元平这五天里来过两次,每次来了没一会儿,就有照琳宫的人来请,说太后有事要见。元平梨花都明白王太后不想让他们相处太多,却也没办法,不如顺水推舟,以免太引人注意。
王太后只令管事的大太监李明物派了四个宫女两个太监在嘉木院,这是一个才人的待遇,但以梨花现在的无名无份,也算不错。更何况嘉木院房子小,虽然太监晚上闭院门前是要离开的,四个宫女住进来已经显得人不少了。元平和梨花正是希望人越少越好。
四个宫女都年纪不大,以前是照琳宫的小宫女;两个太监相比之下就醒目得多,一个是以前御书房的太监郭文良,另一个是敬事房的太监董翼。这两个人在众太监里并不出色,但一直在宫里重要的地方管事,元平心里明白他们十有八九是杨缜的人。
杨缜终究还是不放心梨花。虽然查不出这个村女的破绽,但她来得特别,美得出奇,给元平递信,元平又迫使杨缜带她见驾,杨缜总觉得这中间有什么不对。就算她确实没什么问题,以她的相貌,肯定宠冠后宫,杨缜怎么会不设点伏兵在这里。
这五天来,梨花每天要在太后早朝回来之前就到照琳宫等待请安问候,然后小心地跟着看王太后的脸色,听她拉着脸教训大套大套的东西,备受折磨。
还好她会演戏——演得杨缜都看不出破绽来。十几年来,养母颜溪教导的名伶手段和梨花的聪明天份,使得她喜怒哀乐收控自如。她继续在王太后和众人面前表现着羞怯和乖巧,一边等待和元平再谈的机会。
第六天,黄昏,元平又来了,今天下午宛如母女进宫拜见王太后,照例太后会赐留晚饭,寂寞的王太后对宛如母女向来亲厚,元平知道她们会逗留到晚间,希望王太后聊得高兴时不要再想起自己。
时值九月,嘉木院里菊花正盛,梨花自己搬了个绣墩正在太湖石边上赏菊。
这些菊花和山菊风格迥异,花大如盘,形状优雅,枝叶扶疏,香气馥郁,都是梨花从来不曾见过的。
元平刚进院门就看到了呆呆坐在花圃边的梨花,吩咐跟来的两个太监守在门外,含笑走了过去。
小宫女绣鹤端着一个红漆的茶盘过来,上面小小的一个青瓷茶杯,正要给梨花送茶,看见元平来,急忙跪地见礼。
元平笑道:“起来罢,把茶先送回屋,我自己过去。
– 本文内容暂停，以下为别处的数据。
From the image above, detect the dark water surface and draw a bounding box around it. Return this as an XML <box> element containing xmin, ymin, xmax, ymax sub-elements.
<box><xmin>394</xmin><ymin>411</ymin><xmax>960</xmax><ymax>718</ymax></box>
”
梨花犹自低着头细细地看一朵白菊,忽听元平大声笑道:“一朵梨花看菊花,圃边对望日渐斜。”
梨花被逗得抚掌大笑:“什么诗!如果这也算咏菊,只怕陶令盟要痛哭流涕。”
元平呆住,他第一次看见梨花的笑容,突然明白了为什么有人愿意千金换一笑。
梨花被看得有些尴尬,忙问道:“陛下没有用晚膳就过来了?”
元平笑道:“朝饮木兰之坠露兮,夕餐残菊之落英,何必用五谷肉蔬填此五脏庙乎?”
梨花又被引得笑起来,元平也笑,觉得自己平生从来没有这么快乐过。
梨花笑了会儿,对元平说:“这花真好,从没见过,比平时见的山菊太得多。“
元平道:“这花的好处不止是大小,你眼前这株白菊,垂若丝缕,不染杂色,名叫‘一捧雪’,是菊花的名种。不过,论颜色,菊花以黄为正,其次为白,所以这株白菊不算最好的,你看那里——”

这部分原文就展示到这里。